IBM was among the first storage vendors to embrace NVMe across its entire product line, said Michael Adams, director of storage and professional services at Lighthouse Computer Services, a Lincoln, R.I.-based solution provider and IBM channel partner.

That leadership is enhanced with IBM's introduction of NVMe FlashCore modules, Adams told CRN.

"The NVME FlashCore modules used to be in the highest-end flash arrays," he said. "Now they're part of the V5000 family. This will allow more customers to do encryption and compression online with no performance hit even while increasing the capacity."

Adding the IBM Spectrum Virtualize software to the Storwize 5000 family is also a good move for IBM, Adams said.

"With the software, I can help customers virtualize their external arrays," he said. "Customers like that. I have some customers with competing brands of storage but who want to add such services as encryption that those older arrays don't support natively."

IBM Tuesday also expanded its multi-cloud storage capabilities with the addition of AWS support to its Spectrum Virtualize for Public Cloud, Herzog said. Spectrum Virtualize for Public Cloud, which previously only supported the IBM Cloud, provides a virtual substantiation of IBM Spectrum Virtualize on either public cloud, he said.

Also new with Spectrum Virtualize for Public Cloud is "air gapping," which allows a snapshot of data to be isolated from the production environment so that if there is a malware attack it does not impact the most recent secondary copy of the data, Herzog said.

IBM plans to introduce support for the Container Storage Interface, or CSI, in the second quarter, Herzog said.

IBM has been supporting block data and file data in containers through such platforms as VMware and Microsoft Hyper-V, he said.
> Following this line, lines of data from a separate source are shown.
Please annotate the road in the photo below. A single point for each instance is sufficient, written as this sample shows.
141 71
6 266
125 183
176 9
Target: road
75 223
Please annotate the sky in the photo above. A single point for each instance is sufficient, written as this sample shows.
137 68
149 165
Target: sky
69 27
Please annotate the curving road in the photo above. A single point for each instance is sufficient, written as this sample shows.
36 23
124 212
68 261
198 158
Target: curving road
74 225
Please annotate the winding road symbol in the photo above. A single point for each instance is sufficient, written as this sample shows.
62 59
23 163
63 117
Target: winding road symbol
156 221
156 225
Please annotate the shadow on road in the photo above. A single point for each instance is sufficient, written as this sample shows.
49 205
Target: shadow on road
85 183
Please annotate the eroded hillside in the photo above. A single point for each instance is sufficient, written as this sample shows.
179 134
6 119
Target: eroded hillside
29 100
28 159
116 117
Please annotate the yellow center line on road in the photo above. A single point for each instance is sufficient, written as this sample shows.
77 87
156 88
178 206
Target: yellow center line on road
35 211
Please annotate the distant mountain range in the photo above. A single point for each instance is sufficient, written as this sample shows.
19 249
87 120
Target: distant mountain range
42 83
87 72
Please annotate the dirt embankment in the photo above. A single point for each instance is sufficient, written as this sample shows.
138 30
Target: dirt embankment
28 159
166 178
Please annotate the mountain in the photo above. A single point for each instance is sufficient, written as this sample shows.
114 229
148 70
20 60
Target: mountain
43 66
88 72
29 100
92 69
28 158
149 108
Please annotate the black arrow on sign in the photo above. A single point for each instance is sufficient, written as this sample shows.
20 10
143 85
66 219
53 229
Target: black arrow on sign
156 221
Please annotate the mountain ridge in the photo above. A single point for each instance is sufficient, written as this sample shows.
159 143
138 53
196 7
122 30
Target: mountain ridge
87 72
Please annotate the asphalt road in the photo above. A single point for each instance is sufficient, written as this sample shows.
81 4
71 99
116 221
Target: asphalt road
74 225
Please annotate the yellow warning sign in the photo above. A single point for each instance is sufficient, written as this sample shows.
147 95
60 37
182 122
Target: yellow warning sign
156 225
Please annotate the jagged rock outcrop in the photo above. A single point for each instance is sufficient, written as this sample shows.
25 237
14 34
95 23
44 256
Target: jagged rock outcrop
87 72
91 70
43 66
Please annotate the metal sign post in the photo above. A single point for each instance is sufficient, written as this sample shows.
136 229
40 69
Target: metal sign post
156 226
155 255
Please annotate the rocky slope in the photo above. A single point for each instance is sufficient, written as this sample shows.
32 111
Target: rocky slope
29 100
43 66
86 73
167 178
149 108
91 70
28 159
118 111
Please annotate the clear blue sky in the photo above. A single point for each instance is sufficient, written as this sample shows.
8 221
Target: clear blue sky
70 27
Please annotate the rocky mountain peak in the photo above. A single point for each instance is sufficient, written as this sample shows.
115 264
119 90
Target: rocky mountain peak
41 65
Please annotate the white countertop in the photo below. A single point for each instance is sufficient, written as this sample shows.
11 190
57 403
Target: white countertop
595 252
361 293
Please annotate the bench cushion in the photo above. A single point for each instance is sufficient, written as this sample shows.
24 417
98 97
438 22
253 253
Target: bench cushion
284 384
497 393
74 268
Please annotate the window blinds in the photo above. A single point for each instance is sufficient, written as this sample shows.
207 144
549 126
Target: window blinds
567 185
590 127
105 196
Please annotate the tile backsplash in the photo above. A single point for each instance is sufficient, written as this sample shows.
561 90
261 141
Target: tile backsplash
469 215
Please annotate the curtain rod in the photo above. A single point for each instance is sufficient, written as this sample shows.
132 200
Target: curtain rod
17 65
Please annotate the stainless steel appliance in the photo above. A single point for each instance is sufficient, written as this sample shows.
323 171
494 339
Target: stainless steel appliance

But the Container Storage Interface is an industrywide standard software interface defined by container vendors that allows storage managers to see the storage in containers and what that storage is doing. "Now the vendors can see the storage in any containers to manage it properly," he said.

IBM's storage platform was built to easily take on new enhancements like CSI, Elliott said.

"It's smart enough to take on new capabilities," he said. "It's like building a house and adding cable before the cable TV is connected. You may not know what's coming in the future, but the platform is flexible enough to handle it."